Re: [PATCH 1/1] mm, oom_adj: don't loop through tasks in __set_oom_adj when not necessary

From: Michal Hocko
Date: Thu Aug 20 2020 - 10:34:40 EST


On Thu 20-08-20 23:26:29, Tetsuo Handa wrote:
> On 2020/08/20 23:15, Michal Hocko wrote:
> > I would tend to agree that from the userspace POV it is nice to look at
> > oom tuning per process but fundamentaly the oom killer operates on the
> > address space much more than other resources bound to a process because
> > it is usually the address space hogging the largest portion of the
> > memory footprint. This is the reason why the oom killer has been
> > evaluating tasks based on that aspect rather than other potential memory
> > consumers bound to a task. Mostly due to lack of means to evaluate
> > those.
>
> We already allow specifying potential memory consumers via oom_task_origin().

oom_task_origin is a single purpose hack to handle swapoff situation
more gracefully. By no means this is something to base the behavior on.

> If we change from a property of the task/thread-group to a property of mm,
> we won't be able to add means to adjust oom score based on other potential
> memory consumers bound to a task (e.g. pipes) in the future.

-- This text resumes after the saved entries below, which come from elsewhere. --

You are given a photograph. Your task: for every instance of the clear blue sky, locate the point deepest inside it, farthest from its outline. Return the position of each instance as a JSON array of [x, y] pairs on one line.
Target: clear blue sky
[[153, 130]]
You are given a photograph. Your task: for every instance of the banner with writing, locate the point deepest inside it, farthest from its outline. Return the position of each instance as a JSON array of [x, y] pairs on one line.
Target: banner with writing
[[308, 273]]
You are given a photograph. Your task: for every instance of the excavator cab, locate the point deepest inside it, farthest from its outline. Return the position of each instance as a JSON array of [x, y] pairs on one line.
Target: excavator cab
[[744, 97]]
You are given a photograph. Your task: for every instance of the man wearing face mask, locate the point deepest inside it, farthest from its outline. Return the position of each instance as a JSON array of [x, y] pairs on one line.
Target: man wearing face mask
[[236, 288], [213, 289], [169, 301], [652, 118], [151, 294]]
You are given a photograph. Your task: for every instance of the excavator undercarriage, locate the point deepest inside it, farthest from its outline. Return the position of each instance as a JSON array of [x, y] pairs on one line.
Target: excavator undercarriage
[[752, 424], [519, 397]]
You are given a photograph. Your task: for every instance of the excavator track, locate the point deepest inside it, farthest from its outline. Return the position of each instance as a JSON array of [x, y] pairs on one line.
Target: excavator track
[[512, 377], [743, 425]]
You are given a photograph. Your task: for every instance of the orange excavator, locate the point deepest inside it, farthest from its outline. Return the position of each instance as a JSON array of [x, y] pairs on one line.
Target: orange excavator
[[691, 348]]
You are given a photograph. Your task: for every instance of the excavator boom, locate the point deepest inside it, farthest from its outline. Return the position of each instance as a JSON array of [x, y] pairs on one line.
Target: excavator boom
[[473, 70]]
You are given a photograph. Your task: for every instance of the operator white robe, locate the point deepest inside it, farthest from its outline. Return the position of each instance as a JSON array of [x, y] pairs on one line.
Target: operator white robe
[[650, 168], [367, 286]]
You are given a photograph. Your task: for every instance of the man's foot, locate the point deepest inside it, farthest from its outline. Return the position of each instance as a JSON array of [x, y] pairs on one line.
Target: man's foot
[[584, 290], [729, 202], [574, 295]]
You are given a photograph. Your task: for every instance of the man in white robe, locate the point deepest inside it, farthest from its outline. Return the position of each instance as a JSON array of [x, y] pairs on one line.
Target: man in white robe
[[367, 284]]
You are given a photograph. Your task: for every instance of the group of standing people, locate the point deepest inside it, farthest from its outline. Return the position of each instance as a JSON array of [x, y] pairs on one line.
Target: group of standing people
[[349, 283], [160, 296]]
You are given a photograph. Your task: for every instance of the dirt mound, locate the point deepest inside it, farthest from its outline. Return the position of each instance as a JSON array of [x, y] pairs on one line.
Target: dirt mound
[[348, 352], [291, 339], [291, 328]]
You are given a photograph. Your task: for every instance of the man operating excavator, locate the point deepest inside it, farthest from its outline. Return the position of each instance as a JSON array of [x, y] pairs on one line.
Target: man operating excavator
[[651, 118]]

While that would be really nice to achieve I am not really sure this is
feasible. Mostly because accounting shared resources like pipes but fd
based resources in general is really hard to do right without any
surprises. Pipes are not really bound to a specific process for example.
You are free to hand over fd to a different process for example.
--
Michal Hocko
SUSE Labs